In an Oct. 9 story, the Ottawa Citizen said, “Despite the ruling, the police service has defended the practice and said it will continue using the entry when the service thinks it’s necessary to ensure public and officer safety or if there is a risk that a target might destroy evidence.”

Before he retired in 2018, Jeff Kilcollins was a duty inspector on the Ottawa police force and was on the SWAT team for two decades. Quoted in a CBC story, Kilcollins said dynamic entries are the “bread and butter” of tactical officers because of how common they are. He said most dynamic entry warrants are issued when there is a concern that suspects will try to destroy evidence if police don’t act quickly and with surprise. 

“There are demands from the court system, the judicial system. They like it much better when the accused is in possession of the evidence. Narcotics are generally considered disposable evidence, much like child pornography,” Kilcollins said.

However, CBC also quoted veteran defence lawyer Mark Ertel, who won the February Superior Court case before Gomery. Ertel said search warrants are often granted based on intelligence from unsavoury characters who may not be telling the truth.

“It’s usually informant evidence — information from people who are paid to provide information to police or will have charges withdrawn if they provide information to police. These are people with criminal records and a lot to be gained by providing information.” Ertel also said the ruling doesn’t appear to have curbed the use of surprise raids by the Ottawa police – but Aust’s death could be a turning point.
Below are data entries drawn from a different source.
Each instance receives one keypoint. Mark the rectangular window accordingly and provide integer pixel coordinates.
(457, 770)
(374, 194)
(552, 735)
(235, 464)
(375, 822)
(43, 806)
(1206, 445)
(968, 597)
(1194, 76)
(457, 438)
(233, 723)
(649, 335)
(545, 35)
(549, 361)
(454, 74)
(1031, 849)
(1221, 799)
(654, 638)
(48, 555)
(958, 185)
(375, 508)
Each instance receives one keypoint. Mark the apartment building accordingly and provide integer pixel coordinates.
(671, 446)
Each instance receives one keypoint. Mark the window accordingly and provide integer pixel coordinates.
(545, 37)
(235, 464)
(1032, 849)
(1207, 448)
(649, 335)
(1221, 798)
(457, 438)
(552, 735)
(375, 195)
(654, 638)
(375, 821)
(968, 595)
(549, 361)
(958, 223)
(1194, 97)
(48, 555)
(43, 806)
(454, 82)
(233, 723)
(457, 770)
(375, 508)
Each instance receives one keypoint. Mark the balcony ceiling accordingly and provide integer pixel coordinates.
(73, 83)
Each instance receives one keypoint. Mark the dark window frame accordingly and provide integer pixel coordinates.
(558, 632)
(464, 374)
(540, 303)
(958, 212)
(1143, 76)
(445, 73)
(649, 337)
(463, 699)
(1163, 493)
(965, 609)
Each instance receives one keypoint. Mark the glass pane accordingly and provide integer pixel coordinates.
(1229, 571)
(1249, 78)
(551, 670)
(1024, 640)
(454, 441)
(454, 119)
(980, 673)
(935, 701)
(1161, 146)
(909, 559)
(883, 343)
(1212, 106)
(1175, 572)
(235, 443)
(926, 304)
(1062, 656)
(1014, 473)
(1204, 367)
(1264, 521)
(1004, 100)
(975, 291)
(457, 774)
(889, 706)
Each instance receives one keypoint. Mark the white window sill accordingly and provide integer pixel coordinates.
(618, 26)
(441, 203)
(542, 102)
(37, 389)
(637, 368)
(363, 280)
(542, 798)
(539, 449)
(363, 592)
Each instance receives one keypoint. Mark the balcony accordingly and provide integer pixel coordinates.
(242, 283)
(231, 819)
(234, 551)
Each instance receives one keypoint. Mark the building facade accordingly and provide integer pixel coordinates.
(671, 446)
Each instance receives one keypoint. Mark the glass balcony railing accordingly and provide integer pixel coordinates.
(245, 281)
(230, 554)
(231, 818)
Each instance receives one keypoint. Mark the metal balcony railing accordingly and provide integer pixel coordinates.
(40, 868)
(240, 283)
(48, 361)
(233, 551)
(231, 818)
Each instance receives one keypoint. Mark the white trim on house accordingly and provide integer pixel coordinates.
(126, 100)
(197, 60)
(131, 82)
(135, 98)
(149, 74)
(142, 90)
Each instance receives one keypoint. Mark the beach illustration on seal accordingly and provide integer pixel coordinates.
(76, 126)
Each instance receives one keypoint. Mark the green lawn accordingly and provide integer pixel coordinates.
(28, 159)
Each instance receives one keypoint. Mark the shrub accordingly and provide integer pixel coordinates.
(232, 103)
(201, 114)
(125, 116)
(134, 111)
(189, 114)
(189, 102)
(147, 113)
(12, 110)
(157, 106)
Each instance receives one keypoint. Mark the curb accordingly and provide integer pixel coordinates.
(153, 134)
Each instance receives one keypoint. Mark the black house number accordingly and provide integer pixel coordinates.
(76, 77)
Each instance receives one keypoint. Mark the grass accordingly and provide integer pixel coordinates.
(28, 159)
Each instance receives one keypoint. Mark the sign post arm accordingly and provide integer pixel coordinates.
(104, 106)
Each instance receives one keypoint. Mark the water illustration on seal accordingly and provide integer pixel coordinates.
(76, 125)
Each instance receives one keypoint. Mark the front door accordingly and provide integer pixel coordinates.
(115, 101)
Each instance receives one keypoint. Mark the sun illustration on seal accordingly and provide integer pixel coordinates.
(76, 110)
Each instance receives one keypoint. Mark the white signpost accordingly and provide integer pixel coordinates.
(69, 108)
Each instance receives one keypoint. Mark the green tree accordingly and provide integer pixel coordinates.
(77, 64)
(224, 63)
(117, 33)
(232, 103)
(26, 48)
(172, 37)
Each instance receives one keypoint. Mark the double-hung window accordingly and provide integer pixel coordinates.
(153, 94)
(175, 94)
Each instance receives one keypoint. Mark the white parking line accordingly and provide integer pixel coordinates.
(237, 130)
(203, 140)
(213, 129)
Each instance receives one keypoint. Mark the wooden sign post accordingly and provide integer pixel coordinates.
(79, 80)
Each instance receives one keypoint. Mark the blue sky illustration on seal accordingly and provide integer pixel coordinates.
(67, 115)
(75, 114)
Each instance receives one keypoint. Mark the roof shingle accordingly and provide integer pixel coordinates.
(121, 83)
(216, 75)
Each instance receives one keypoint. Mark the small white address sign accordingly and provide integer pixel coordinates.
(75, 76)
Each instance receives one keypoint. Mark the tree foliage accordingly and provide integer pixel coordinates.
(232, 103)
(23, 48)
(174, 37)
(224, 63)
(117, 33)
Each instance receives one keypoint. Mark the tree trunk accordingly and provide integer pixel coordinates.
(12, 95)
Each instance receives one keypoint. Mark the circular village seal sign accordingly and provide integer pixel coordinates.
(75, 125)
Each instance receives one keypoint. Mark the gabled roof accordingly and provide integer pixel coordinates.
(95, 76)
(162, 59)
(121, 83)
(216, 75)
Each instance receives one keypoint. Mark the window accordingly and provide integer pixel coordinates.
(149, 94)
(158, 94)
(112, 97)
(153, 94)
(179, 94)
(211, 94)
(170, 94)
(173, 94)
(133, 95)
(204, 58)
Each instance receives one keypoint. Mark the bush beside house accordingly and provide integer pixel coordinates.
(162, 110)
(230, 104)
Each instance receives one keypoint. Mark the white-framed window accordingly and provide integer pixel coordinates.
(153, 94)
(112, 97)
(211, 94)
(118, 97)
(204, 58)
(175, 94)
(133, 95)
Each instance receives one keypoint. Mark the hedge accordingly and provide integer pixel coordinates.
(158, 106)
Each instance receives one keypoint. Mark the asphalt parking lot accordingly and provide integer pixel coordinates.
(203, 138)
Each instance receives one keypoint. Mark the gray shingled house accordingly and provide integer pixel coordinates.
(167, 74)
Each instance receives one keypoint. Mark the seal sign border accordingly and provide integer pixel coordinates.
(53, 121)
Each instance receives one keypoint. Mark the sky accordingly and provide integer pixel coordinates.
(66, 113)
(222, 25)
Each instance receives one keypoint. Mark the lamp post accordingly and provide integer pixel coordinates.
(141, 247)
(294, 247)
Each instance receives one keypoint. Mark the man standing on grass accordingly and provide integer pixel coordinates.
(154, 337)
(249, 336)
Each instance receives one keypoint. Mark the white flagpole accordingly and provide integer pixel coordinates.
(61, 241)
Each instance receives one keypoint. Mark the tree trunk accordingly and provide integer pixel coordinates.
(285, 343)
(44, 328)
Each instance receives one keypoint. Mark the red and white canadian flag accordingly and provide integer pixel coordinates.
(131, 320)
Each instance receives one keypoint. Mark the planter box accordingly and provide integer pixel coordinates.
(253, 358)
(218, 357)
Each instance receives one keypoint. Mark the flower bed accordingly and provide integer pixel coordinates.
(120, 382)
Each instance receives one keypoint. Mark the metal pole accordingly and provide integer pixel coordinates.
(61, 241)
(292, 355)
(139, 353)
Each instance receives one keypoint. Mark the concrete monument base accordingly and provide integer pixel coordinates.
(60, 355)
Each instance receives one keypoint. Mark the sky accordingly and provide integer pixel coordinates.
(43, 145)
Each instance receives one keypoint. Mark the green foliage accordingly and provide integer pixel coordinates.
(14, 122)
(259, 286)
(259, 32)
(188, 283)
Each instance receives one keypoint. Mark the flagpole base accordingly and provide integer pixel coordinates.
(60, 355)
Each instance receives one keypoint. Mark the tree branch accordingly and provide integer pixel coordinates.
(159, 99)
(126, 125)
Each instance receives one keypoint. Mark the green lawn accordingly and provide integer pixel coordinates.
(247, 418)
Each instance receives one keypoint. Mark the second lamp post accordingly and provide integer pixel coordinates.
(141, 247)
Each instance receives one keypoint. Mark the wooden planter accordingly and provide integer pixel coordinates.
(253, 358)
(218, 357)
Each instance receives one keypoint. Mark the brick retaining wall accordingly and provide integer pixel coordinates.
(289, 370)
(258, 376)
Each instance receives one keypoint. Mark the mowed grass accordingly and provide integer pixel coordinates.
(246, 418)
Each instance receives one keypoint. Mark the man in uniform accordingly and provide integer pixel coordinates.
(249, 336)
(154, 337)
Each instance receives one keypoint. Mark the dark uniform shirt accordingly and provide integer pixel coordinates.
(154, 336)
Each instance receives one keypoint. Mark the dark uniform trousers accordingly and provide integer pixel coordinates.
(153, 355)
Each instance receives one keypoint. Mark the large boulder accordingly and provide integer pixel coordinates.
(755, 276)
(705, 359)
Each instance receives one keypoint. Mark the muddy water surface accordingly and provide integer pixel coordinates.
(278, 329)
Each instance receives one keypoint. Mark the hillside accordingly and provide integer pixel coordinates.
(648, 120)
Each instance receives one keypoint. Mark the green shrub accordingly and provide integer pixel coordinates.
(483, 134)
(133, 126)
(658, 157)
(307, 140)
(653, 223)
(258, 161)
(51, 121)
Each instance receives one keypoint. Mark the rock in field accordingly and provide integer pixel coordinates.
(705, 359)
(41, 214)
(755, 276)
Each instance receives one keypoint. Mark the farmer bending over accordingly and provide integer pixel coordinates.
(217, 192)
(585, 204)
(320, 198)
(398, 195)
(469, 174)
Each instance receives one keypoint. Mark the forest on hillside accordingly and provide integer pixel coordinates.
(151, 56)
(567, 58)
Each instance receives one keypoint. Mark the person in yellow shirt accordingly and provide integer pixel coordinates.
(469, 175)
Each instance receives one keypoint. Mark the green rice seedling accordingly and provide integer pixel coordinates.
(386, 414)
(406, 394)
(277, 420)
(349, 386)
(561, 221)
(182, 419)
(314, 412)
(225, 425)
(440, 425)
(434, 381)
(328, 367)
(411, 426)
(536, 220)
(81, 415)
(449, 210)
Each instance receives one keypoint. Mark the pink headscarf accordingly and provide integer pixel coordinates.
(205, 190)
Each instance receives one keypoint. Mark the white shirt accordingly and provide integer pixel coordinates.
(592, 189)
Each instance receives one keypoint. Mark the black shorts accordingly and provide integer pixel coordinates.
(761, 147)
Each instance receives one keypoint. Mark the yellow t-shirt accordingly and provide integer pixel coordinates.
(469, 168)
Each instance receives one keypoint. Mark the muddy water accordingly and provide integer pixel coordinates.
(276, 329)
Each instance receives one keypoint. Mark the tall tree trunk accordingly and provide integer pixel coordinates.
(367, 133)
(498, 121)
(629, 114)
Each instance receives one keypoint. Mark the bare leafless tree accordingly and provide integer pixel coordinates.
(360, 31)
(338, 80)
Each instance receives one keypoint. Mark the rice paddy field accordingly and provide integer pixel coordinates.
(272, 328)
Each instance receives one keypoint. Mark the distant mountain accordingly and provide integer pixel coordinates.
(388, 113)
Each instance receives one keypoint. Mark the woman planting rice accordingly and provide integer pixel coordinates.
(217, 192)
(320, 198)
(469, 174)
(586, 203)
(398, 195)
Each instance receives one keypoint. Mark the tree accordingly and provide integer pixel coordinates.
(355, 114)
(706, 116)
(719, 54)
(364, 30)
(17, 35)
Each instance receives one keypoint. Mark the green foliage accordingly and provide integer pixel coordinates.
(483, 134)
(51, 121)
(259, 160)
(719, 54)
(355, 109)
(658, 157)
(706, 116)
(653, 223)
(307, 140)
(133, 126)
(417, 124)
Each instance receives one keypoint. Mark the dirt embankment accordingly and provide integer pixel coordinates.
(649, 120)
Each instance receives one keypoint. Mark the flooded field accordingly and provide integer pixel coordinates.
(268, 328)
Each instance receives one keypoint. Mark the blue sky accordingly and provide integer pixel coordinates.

Given all this, Aust’s death raises a number of questions:

  1. If one of the aims of dynamic entry is ensuring public safety, why did the police seemingly disregard the safety of Aust’s family by raiding his apartment when his family, including his 12-yr-old brother and his grandmother were home?
  2. As Aust was also a member of the public, did the police not have an obligation to keep him safe, even as they attempted to take him into custody?
  3. Given the May 2020 falling death of Regis Korchinski-Paquette, and the fact that, like Korchinski-Paquette, Aust was known to be experiencing mental health issues, why didn’t the police anticipate Aust might jump and be prepared for that with something outside to break his possible fall? Did they speak with his family before the raid to assess his mental state?
  4. Do police keep stats, by race, on how often they use dynamic entry?
  5. Since Aust was wearing a GPS ankle monitor as part of his bail conditions, why couldn’t the police have chosen to work with his parole officer to find a time to apprehend him that would put as few others at risk as possible?
  6. Do the police believe that avoiding lost evidence is worth endangering people’s lives?
  7. How often are the police basing their raids on information from “unsavoury” characters?

The facts would suggest that Aust’s 12-yr-old brother saw him jump to his death.

We will ask Ottawa police chief, Peter Sloly, all the questions above, and one more: how were the police protecting Aust’s 12-yr-old brother by causing his older brother to jump to his death in front of him?